Turkey’s Parliament has banned pro-Kurdish Peoples’ Democratic Party (HDP) deputy Osman Baydemir from two parliamentary sessions after he said “Kurdistan” in his speech in during a session over 2018 budget.
Baydemir has criticized oppression by the Justice and Development Party (AKP) government under the rule of Turkish autocratic President Recep Tayyip Erdoğan against Kurds and democratic segments of the society and said that the 2018 budget was a budget for war.
In a part of his speech, Baydemir said “Kurdistan.” After his use of the word the deputies from the ruling Justice and Development Party protested him. After the incident, Baydemir was banned from two parliamentary sessions by the Parliament’s deputy spokesperson. Therefore, other HDP deputies have also left the general assembly after the parliament’s decision and decided not to participate in today’s parliamentary sessions. The punishment was the first execution of a ban on lawmakers’ use of the word “Kurdistan”
According to a report by online news portal Kurdistan24, Osman Baydemir has questioned if the government intended to allocate an amount of the budget for preservation, use, and improvement of Kurdish and minority languages. “Twenty-five million Kurds live in this country. Saying ‘there is a [state-owned] Kurdish TV channel, what else do you want?’ is an ingrained version of assimilation,” Baydemir said.

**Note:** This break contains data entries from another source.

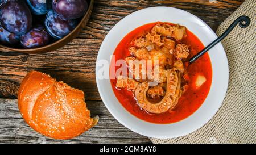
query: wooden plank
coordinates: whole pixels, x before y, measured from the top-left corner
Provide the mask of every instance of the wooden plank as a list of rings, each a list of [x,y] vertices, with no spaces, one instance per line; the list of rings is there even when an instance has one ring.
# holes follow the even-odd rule
[[[82,90],[87,99],[100,100],[94,72],[101,41],[76,39],[56,51],[30,55],[3,49],[0,52],[0,98],[16,97],[24,76],[36,70]]]
[[[153,6],[168,6],[188,11],[205,21],[213,31],[244,1],[244,0],[97,0],[81,38],[104,39],[119,20],[140,9]]]
[[[24,121],[17,100],[0,99],[0,143],[147,143],[148,137],[134,133],[119,123],[100,101],[86,101],[92,116],[98,115],[98,124],[80,136],[57,140],[40,135]]]

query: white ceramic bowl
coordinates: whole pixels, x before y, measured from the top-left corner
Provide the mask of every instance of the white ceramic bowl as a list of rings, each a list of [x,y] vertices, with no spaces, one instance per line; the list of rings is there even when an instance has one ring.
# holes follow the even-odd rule
[[[160,22],[185,26],[205,46],[216,39],[215,33],[201,19],[182,10],[167,7],[154,7],[139,10],[124,18],[109,32],[98,52],[96,62],[96,82],[101,97],[108,110],[122,124],[141,135],[156,138],[172,138],[188,134],[207,123],[216,113],[224,99],[228,87],[229,70],[226,56],[221,43],[208,53],[212,61],[212,86],[202,106],[190,116],[180,122],[154,124],[142,120],[128,112],[118,102],[109,79],[101,79],[100,60],[110,62],[110,55],[130,32],[144,24]],[[109,65],[106,70],[109,77]]]

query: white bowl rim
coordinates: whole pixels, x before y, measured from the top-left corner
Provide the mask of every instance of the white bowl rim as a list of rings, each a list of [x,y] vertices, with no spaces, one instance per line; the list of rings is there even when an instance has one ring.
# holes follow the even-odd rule
[[[210,111],[208,111],[208,112],[209,112],[209,113],[208,114],[205,114],[206,115],[204,116],[205,117],[203,119],[203,120],[202,120],[202,119],[199,119],[200,120],[200,121],[196,120],[195,122],[195,123],[196,123],[195,124],[196,124],[196,125],[193,125],[192,123],[192,122],[189,122],[189,121],[191,120],[191,118],[195,117],[195,116],[196,115],[196,113],[198,113],[198,112],[199,111],[207,110],[207,109],[205,109],[205,107],[204,107],[205,104],[206,104],[205,102],[207,102],[207,98],[208,98],[208,96],[209,95],[210,93],[211,93],[211,91],[212,91],[212,89],[213,87],[213,85],[212,85],[213,81],[212,81],[212,86],[210,88],[210,92],[209,93],[208,97],[207,97],[207,99],[204,102],[204,103],[201,106],[201,107],[198,110],[197,110],[196,111],[196,112],[195,112],[193,114],[192,114],[188,118],[187,118],[181,121],[176,122],[176,123],[167,124],[154,124],[154,123],[145,122],[139,118],[137,118],[136,116],[135,116],[133,114],[130,114],[129,112],[128,112],[125,109],[125,108],[122,107],[121,104],[119,103],[119,102],[118,101],[119,106],[122,106],[124,110],[124,111],[122,112],[124,112],[124,113],[126,113],[125,112],[125,111],[126,111],[126,112],[129,113],[130,116],[128,116],[127,115],[127,114],[122,114],[122,115],[126,115],[127,117],[129,117],[129,119],[130,119],[131,118],[132,118],[132,119],[135,119],[135,120],[136,120],[136,121],[139,122],[139,123],[142,124],[141,127],[144,128],[144,127],[143,125],[144,125],[146,127],[145,128],[146,128],[146,130],[147,129],[147,127],[153,127],[153,126],[154,127],[156,127],[156,128],[158,130],[156,132],[152,132],[152,131],[151,132],[147,132],[147,131],[142,131],[138,127],[135,126],[134,124],[133,124],[133,123],[131,124],[131,123],[127,122],[126,121],[125,119],[123,119],[122,117],[119,117],[119,116],[121,116],[120,112],[119,112],[118,111],[115,111],[113,109],[112,109],[110,107],[112,106],[112,105],[109,104],[110,103],[108,102],[110,100],[109,99],[107,98],[108,98],[108,97],[107,97],[107,96],[109,97],[110,95],[109,95],[109,94],[104,94],[104,88],[101,86],[102,83],[101,82],[101,81],[98,79],[98,76],[97,76],[97,73],[98,72],[98,62],[99,60],[100,60],[100,57],[101,56],[101,55],[104,51],[104,48],[105,47],[105,44],[106,43],[106,41],[107,41],[106,40],[109,40],[109,36],[114,31],[114,30],[116,29],[118,27],[119,27],[119,25],[121,25],[121,24],[123,24],[124,23],[126,22],[126,20],[129,18],[130,18],[131,16],[134,16],[134,15],[139,15],[140,14],[143,14],[143,12],[149,12],[150,11],[155,11],[155,12],[157,12],[158,11],[156,10],[159,11],[159,10],[163,10],[163,9],[165,9],[167,10],[168,10],[170,11],[171,11],[171,10],[172,11],[177,11],[177,12],[179,12],[179,13],[181,13],[181,14],[185,14],[186,15],[189,16],[190,18],[193,18],[193,19],[197,20],[197,22],[200,23],[199,23],[200,24],[201,24],[201,25],[200,25],[201,26],[205,27],[205,28],[208,29],[208,32],[211,35],[212,39],[213,39],[213,39],[216,39],[217,37],[217,35],[214,32],[214,31],[205,22],[204,22],[202,20],[201,20],[198,17],[196,16],[195,15],[194,15],[188,12],[184,11],[183,10],[174,8],[174,7],[164,7],[164,6],[152,7],[148,7],[148,8],[142,9],[142,10],[138,10],[137,11],[135,11],[133,13],[131,13],[131,14],[129,14],[129,15],[126,16],[126,17],[125,17],[124,18],[123,18],[122,20],[121,20],[119,22],[118,22],[111,29],[111,30],[109,31],[109,32],[106,36],[106,37],[105,37],[104,40],[103,41],[102,45],[99,49],[97,58],[96,68],[96,83],[97,83],[97,86],[98,87],[98,90],[99,93],[100,94],[100,96],[102,99],[102,101],[103,101],[105,106],[106,106],[107,109],[109,110],[109,111],[112,114],[112,115],[119,123],[121,123],[122,125],[123,125],[127,128],[130,129],[130,130],[131,130],[135,132],[137,132],[140,135],[143,135],[145,136],[148,136],[150,137],[166,139],[166,138],[174,138],[174,137],[179,137],[179,136],[184,136],[185,135],[190,133],[194,132],[195,131],[198,129],[199,128],[200,128],[200,127],[203,126],[204,124],[205,124],[209,120],[210,120],[210,119],[214,115],[214,114],[217,112],[217,111],[219,109],[220,107],[221,106],[221,105],[224,99],[224,98],[225,98],[225,96],[226,94],[226,92],[227,91],[228,79],[229,79],[229,68],[228,68],[228,59],[227,59],[224,49],[221,43],[218,43],[217,45],[216,45],[214,47],[213,47],[211,50],[210,50],[208,52],[208,53],[209,53],[209,55],[210,55],[211,61],[212,61],[211,62],[212,66],[213,68],[212,81],[215,79],[215,77],[214,76],[214,75],[213,74],[213,62],[214,62],[214,65],[216,65],[217,63],[217,62],[212,61],[212,56],[214,56],[214,55],[212,54],[210,55],[210,53],[212,53],[212,52],[210,52],[210,51],[213,51],[214,49],[217,48],[218,49],[218,51],[215,51],[215,52],[217,52],[218,54],[220,55],[220,57],[221,57],[221,58],[220,59],[220,62],[222,64],[222,65],[223,65],[223,66],[222,66],[222,68],[220,69],[220,70],[221,70],[220,71],[218,70],[219,69],[218,69],[218,70],[215,70],[215,69],[214,69],[215,72],[217,72],[218,73],[220,72],[220,73],[218,73],[218,75],[219,75],[219,76],[221,75],[221,77],[218,77],[218,80],[217,80],[217,78],[216,80],[214,80],[214,81],[216,80],[219,81],[220,79],[221,79],[221,81],[222,81],[222,82],[221,82],[221,84],[222,84],[222,85],[221,85],[220,87],[218,87],[219,90],[218,90],[218,91],[216,91],[217,92],[215,92],[217,94],[218,94],[218,95],[220,94],[220,96],[218,96],[218,98],[217,98],[216,97],[213,97],[214,98],[215,98],[217,100],[217,101],[216,102],[214,102],[214,104],[213,104],[213,105],[212,105],[213,109],[212,109]],[[142,20],[143,20],[143,19],[142,19]],[[161,20],[157,20],[157,21],[155,21],[155,22],[158,22],[158,21],[167,22],[175,23],[175,22],[173,22],[172,21],[162,21]],[[147,24],[147,23],[152,23],[152,22],[145,23],[144,24]],[[141,24],[140,26],[142,26],[142,25],[143,25],[143,24]],[[184,25],[184,24],[181,24],[181,25]],[[187,27],[187,26],[186,26],[186,25],[184,25],[184,26]],[[134,29],[135,28],[132,29],[131,31]],[[188,28],[188,30],[189,30],[189,31],[192,32],[193,33],[195,34],[195,32],[192,31],[190,28]],[[126,34],[125,35],[124,35],[123,37],[122,37],[122,39],[121,40],[118,40],[118,42],[119,43],[121,41],[121,40],[122,39],[122,38],[123,38],[127,34],[128,34],[131,31],[128,31],[126,33]],[[207,43],[209,44],[213,40],[208,40],[207,43],[204,43],[204,41],[202,41],[202,39],[200,39],[200,37],[199,37],[197,35],[196,35],[196,36],[197,36],[200,39],[200,40],[202,41],[202,43],[204,44],[205,46],[205,44],[207,44]],[[118,44],[117,44],[117,45],[118,45]],[[115,49],[115,48],[116,48],[116,46],[115,47],[114,49]],[[111,53],[113,54],[114,52],[114,51],[113,51],[112,52],[110,52]],[[215,55],[217,55],[217,54],[215,54]],[[109,82],[109,84],[110,84],[110,80],[107,80],[107,81],[109,81],[108,82]],[[105,82],[107,81],[105,81],[105,82]],[[215,82],[217,82],[217,81],[215,81]],[[111,87],[111,89],[112,89],[111,91],[113,91],[112,87]],[[109,93],[109,92],[108,92],[108,93]],[[113,92],[112,92],[112,94],[113,94]],[[110,93],[111,94],[111,93]],[[117,100],[116,99],[116,97],[115,95],[114,95],[114,98],[115,98],[115,99]],[[211,99],[214,99],[214,98],[212,98]],[[115,102],[116,102],[116,100],[115,100]],[[115,105],[115,106],[118,106],[118,105]],[[208,109],[208,110],[209,110]],[[198,118],[198,116],[197,116],[197,118]],[[193,120],[195,121],[195,118]],[[170,129],[171,131],[172,128],[174,128],[174,127],[175,126],[175,124],[181,123],[181,122],[183,123],[183,124],[181,124],[181,126],[184,125],[184,124],[185,124],[185,123],[188,123],[188,122],[189,122],[189,124],[188,126],[185,126],[185,127],[188,127],[189,129],[186,129],[186,128],[185,128],[185,129],[184,129],[183,128],[178,128],[177,129],[175,128],[175,129],[174,129],[172,131],[174,132],[174,133],[172,133],[172,132],[171,133],[171,132],[169,132],[169,131],[168,131],[168,132],[167,132],[167,129],[168,129],[168,127],[170,127]],[[136,123],[138,124],[138,123]],[[164,127],[164,129],[162,129],[162,128],[163,128],[163,127]],[[179,127],[180,127],[180,125],[179,125]],[[180,129],[180,131],[179,129]],[[161,133],[161,132],[164,132],[164,133]]]

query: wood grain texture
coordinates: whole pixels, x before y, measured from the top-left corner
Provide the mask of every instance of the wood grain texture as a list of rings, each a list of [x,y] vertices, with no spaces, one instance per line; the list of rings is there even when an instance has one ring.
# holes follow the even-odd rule
[[[22,118],[16,100],[0,99],[0,143],[146,143],[149,139],[135,133],[117,122],[101,101],[86,101],[92,116],[98,115],[98,124],[68,140],[46,137],[30,128]]]
[[[149,143],[147,137],[120,124],[101,101],[94,72],[97,52],[105,36],[119,20],[129,14],[159,6],[187,11],[216,31],[243,1],[221,0],[210,3],[208,0],[96,0],[86,27],[77,39],[63,48],[47,53],[29,55],[0,48],[0,98],[7,98],[0,99],[0,143],[38,143],[39,137],[43,137],[24,122],[17,108],[17,101],[14,99],[23,78],[33,70],[49,74],[57,80],[84,91],[92,115],[97,114],[100,117],[96,127],[79,137],[67,141],[47,138],[47,143]]]

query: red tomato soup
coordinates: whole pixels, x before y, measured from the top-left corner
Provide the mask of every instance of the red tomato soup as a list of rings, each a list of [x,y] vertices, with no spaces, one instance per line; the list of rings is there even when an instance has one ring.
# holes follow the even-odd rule
[[[130,56],[129,48],[134,38],[149,32],[159,22],[147,24],[139,27],[127,35],[116,48],[114,55],[117,61]],[[167,24],[175,26],[174,24]],[[187,29],[187,37],[183,39],[181,43],[189,45],[191,58],[204,48],[201,41],[191,32]],[[113,63],[112,63],[113,64]],[[119,67],[115,67],[115,71]],[[189,65],[187,69],[188,89],[179,99],[177,106],[171,112],[167,111],[162,114],[151,114],[141,108],[134,97],[131,91],[126,89],[118,89],[115,87],[117,77],[111,80],[111,84],[114,94],[121,104],[129,112],[136,117],[154,123],[167,124],[180,121],[195,112],[202,105],[210,90],[212,83],[212,69],[210,57],[205,53],[201,57]],[[203,75],[206,81],[199,88],[195,89],[195,81],[198,74]]]

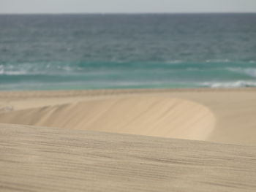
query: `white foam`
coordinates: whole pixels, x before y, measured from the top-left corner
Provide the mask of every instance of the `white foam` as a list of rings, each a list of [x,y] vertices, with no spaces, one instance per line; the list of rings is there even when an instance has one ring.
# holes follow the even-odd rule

“As the child of the Kurdish people, as a representative from Kurdistan, I have a mission. I want this roof to be shared by the Turks and Kurds. If you [continue to] exclude the Kurds, if you count them non-existent, if you put them in prisons, the whole 80 million [population of Turkey] will lose,” he said.
After finishing his televised speech, Parliament’s Deputy Speaker Ayşenur Bahçekapılı of the AKP insistently asked Baydemir where Kurdistan was.
A short but heated argument followed between other HDP and AKP members.
“I am asking you a question, Mr. Baydemir. Could you please answer?” Bahçekapılı continued.
Baydemir put his palm on his chest and said Kurdistan was there, in a video uploaded by HDP to social media.
“This, this very place is Kurdistan, Mrs. Speaker. Kurdistan is right here,” he said, gesturing toward his heart.
“You are not a lawmaker for Kurdistan. You are a lawmaker for Şanlıurfa,” she responded.
On social media, Baydemir’s gesture created a flow of support and enthusiasm for his stance.
Turkey has stepped up its crackdown on Kurdish politicians in recent months. Trustees have been appointed to dozens of municipalities in the country’s predominantly Kurdish Southeast, while hundreds of local Kurdish politicians as well as 9 HDP deputies including the party’s co-chairs are behind bars on terror charges.